4. Lack of Modern Features: The scratchpad is functional but primitive. It lacks collaborative editing, version history, or integration with cloud storage. The JSON protocol does not support streaming results (e.g., for long-running queries), and there is no built-in authentication or rate limiting. Developers must implement these features themselves.

Open Questions:

- Can Pengines be extended to support WebSocket for real-time streaming of inference results?
- Will the SWI-Prolog community adopt a more modern sandboxing model (e.g., using Linux containers)?
- Is there a market for a hosted Pengines-as-a-Service platform?

AINews Verdict & Predictions

Pengines is a well-engineered solution to a very specific problem: making Prolog available over HTTP. It is not a revolutionary technology, but it is a practical one. For educators teaching logic programming, it eliminates the installation headache. For researchers building explainable AI prototypes, it provides a quick way to expose reasoning to a web interface. However, its limitations—performance, security, and lack of modern features—prevent it from being a serious contender for production-grade AI services.

Predictions:

1. Short-term (1-2 years): Pengines will remain a niche tool within the SWI-Prolog community. The scratchpad will see incremental improvements (e.g., better syntax highlighting, dark mode) but no major architectural changes. The star count on GitHub may grow to 200-300 as more educators discover it.

2. Medium-term (3-5 years): If the EU AI Act or similar regulations mandate explainability for high-risk AI systems, Pengines could see a surge in interest as a lightweight inference engine for rule-based components. However, it will face competition from more modern rule engines (e.g., Drools, OpenRules) that offer better tooling and scalability.

3. Long-term (5+ years): The rise of neuro-symbolic AI—combining neural networks with symbolic reasoning—could create a new demand for Prolog-based services. Pengines, or a successor, could become the 'inference backend' for hybrid AI systems. But this requires significant investment in performance and security that the current community may not provide.

What to Watch:

- Any commit to the Pengines repository that adds WebSocket support or a more robust sandbox.
- Integration with popular AI frameworks (e.g., LangChain, Haystack) as a 'reasoning tool'.
- Adoption by major cloud providers (AWS, GCP) as a managed service for symbolic AI.

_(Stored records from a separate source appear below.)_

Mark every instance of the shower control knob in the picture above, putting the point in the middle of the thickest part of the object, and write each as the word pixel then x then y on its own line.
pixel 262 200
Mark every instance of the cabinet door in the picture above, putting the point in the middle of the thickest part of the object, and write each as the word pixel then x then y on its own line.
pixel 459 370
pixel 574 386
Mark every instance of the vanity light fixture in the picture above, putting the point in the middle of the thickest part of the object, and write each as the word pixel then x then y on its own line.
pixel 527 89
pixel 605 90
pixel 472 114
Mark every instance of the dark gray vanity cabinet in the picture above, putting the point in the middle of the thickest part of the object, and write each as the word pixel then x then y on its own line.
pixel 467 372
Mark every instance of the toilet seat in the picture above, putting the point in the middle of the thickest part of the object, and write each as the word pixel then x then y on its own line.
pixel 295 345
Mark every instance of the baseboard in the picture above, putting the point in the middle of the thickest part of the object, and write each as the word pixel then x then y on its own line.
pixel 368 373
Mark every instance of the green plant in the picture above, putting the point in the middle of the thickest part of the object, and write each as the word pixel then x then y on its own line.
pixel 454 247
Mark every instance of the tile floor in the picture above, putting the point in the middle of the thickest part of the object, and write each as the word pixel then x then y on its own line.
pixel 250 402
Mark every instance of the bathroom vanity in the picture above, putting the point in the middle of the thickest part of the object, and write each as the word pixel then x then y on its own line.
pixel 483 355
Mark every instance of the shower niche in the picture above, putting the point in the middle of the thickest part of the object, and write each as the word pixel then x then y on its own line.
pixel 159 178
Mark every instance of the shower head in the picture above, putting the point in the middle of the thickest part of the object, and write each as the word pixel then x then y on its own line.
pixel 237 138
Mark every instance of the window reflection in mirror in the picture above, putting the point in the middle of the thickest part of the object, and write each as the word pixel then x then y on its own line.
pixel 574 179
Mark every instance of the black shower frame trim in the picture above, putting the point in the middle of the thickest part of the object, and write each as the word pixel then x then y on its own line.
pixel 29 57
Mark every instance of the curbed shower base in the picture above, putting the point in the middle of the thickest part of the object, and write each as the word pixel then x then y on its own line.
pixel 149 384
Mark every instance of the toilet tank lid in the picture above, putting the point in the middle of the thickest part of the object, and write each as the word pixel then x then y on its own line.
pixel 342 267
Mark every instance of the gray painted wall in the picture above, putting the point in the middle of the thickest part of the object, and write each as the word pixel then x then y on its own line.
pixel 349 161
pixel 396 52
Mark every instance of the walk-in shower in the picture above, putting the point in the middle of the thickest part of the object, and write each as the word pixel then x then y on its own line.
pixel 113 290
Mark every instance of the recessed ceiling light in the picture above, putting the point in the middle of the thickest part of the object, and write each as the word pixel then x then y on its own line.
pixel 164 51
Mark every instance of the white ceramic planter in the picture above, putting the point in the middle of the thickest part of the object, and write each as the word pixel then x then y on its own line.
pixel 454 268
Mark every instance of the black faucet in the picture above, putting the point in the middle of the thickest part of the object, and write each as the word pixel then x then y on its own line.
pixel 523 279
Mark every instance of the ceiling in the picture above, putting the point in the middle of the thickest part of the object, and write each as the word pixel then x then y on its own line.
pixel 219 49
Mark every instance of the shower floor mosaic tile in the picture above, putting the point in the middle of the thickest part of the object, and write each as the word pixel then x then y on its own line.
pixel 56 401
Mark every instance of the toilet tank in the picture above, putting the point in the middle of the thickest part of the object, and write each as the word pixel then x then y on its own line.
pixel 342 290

Final Verdict: Pengines is a diamond in the rough—a capable tool that deserves more attention than its 59 stars suggest. It solves a real problem, but its future depends on forces outside its control: the health of the SWI-Prolog ecosystem and the broader appetite for symbolic AI. For now, it is a must-try for anyone teaching or prototyping with Prolog, but a pass for production deployments without significant engineering investment.